Pardon my inexperience with this site, but I have beem a columnist for six years and I am still trying to figure out where the "introduction" is, and why this system does not consider John Bolton a valid topic. This is my fifth attempt to submit the following column.
I learned an important lesson this April. Spring is not a season. It's a reality check. After two weeks of hot days and balmy nights I surrendered to temptation. I dug and turned the earth, seeking to create a living sculpture - a grape arbor. Then I spent the last weekend of the month dogging snow flakes while trying to save my newly planted grapes from becoming freeze dried sticks. The solution to this intolerable situation is obvious. We need John C. Bolton at the U.S. Department of Agriculture.
Mr. Bolton is the mustache President Bush has nominated for the post of Ambassador to the United Nations. He called him the "...the right man at the right time for the right job."
But any average neo-con with a stunted sense of socialization could bully respected international leaders in public. But only John Bolton has that rare blend of experience and temperament that Agriculture desperately needs - an ideologue bureaucrat with a short fuse and a history of using it.

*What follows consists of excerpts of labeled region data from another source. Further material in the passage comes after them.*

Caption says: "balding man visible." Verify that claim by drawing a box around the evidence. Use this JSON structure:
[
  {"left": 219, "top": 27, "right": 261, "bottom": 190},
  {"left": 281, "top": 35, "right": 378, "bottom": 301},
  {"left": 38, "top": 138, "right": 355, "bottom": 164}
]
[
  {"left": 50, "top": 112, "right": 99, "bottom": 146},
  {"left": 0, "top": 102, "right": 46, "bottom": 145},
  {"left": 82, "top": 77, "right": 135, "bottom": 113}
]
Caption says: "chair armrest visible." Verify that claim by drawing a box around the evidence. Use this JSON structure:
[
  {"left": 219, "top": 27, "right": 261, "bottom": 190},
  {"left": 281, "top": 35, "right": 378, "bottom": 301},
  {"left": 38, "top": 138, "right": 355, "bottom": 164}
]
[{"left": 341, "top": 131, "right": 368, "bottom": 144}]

Mr. Bolton has been described as a "kiss up- kick down sort of boss" and we've all worked for managers like that. But he's much more than that. He isn't an irrational jerk merely by inclination. His record speaks of a man who has so honed his abuse of underlings that if they gave out Oscars for bullying, he'd be Bette Davis.

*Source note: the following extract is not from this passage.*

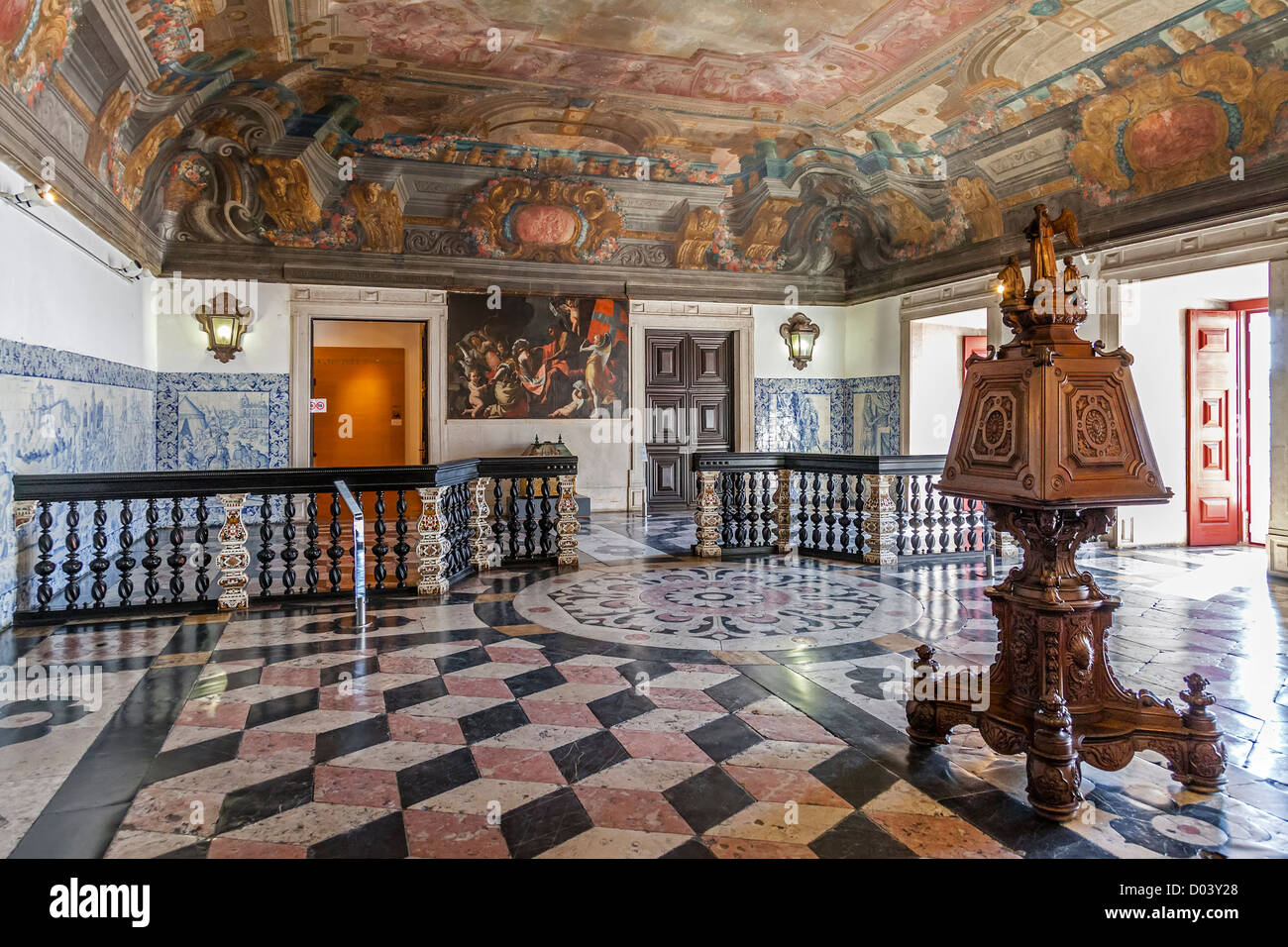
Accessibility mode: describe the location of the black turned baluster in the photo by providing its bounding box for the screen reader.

How big a jerk is he? According to Newsweek Magazine the British, just about the only government left on the face of the earth still taking our calls, had to request that Mr. Bolton be removed from a team negotiating with Libya because he was "...making it impossible to reach a treaty." It has been alleged that when an intelligence analyst refused to back up Bolton's claim that Cuba had a biological weapons program -Cuba?- Bolton went postal, screamed at him and threatened to fire him. A women who worked for Bolton at the U.S. Agency for International Development says that when she crossed him up Bolton screamed at her and tried to fire her, too. When he found out he couldn't do that he had her transferred to a windowless office in the basement. Can you see some geek meteorologist trying to slip an April snowstorm past this guy?

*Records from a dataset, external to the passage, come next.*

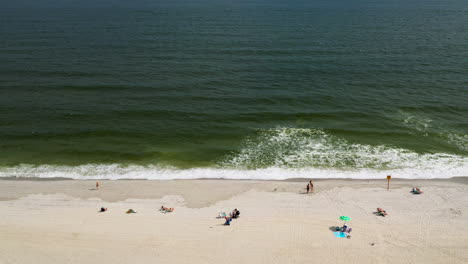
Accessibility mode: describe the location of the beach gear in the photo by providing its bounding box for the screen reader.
[333,232,346,237]
[218,212,227,218]
[340,216,351,221]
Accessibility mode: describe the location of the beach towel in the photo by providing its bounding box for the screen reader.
[333,232,346,237]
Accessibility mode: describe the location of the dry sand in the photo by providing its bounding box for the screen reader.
[0,178,468,264]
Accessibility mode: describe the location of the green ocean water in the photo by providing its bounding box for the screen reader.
[0,0,468,179]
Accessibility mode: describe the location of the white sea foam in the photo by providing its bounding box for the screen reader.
[0,128,468,180]
[0,163,468,180]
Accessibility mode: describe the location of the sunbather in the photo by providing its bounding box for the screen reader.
[231,209,240,218]
[346,227,353,238]
[377,208,388,217]
[161,206,174,213]
[224,216,232,225]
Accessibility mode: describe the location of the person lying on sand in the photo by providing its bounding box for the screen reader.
[160,206,174,213]
[377,208,388,217]
[231,209,240,218]
[341,224,348,233]
[224,216,232,225]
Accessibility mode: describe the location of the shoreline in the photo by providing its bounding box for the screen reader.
[0,177,468,264]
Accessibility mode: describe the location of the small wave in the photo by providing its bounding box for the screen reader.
[397,111,468,151]
[0,163,468,180]
[398,111,433,136]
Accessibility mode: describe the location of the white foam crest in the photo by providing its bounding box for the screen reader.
[222,128,468,170]
[447,133,468,151]
[0,163,468,180]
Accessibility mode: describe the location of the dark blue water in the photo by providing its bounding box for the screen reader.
[0,0,468,178]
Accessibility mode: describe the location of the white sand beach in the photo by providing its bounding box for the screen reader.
[0,178,468,264]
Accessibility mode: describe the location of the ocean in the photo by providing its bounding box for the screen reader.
[0,0,468,180]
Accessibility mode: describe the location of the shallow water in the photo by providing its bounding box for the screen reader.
[0,0,468,179]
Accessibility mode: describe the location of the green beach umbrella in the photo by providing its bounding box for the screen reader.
[340,216,351,221]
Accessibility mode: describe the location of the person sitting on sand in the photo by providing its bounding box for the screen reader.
[377,208,388,217]
[231,209,240,218]
[346,227,353,238]
[161,206,174,213]
[341,224,348,233]
[224,216,232,225]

Seven states got hit with the white stuff - Michigan, Ohio, Pennsylvania, West Virginia, Tennessee, North Carolina and at least that part of Indiana enclosed by my backyard fence. Detroit suburbs got 13 inches of snow. 80,000 folks around Cleveland lost electrical power. Of course, I don't live in Cleveland or Detroit so what do I care? I live in Indiana and I care about my grapes.
Luckily my wife had planted the tomatoes in pots so we just brought those inside. But my poor little grapes, which had just sent their first fragile tendrils reaching out in search of trellises, were stuck in the cold, cold ground. All we could offer against the frost was a tent made out of plastic trash bags. But when I removed those bags would I find stunted lifeless twigs stuck in the ground or vibrant living things that just look like lifeless twigs stuck in the ground?
John Bolton wouldn't surrender the agri-cultural wars. He wouldn't tolerate activist agronomists or liberal biased botanists. If my grapes were threatened, if my tomatoes were frightened, John Bolton would at least threaten to fire somebody.
He's the right man at the right time of year for the right job.
Merry Spring, Mr. Bolton. Hoe, hoe, hoe.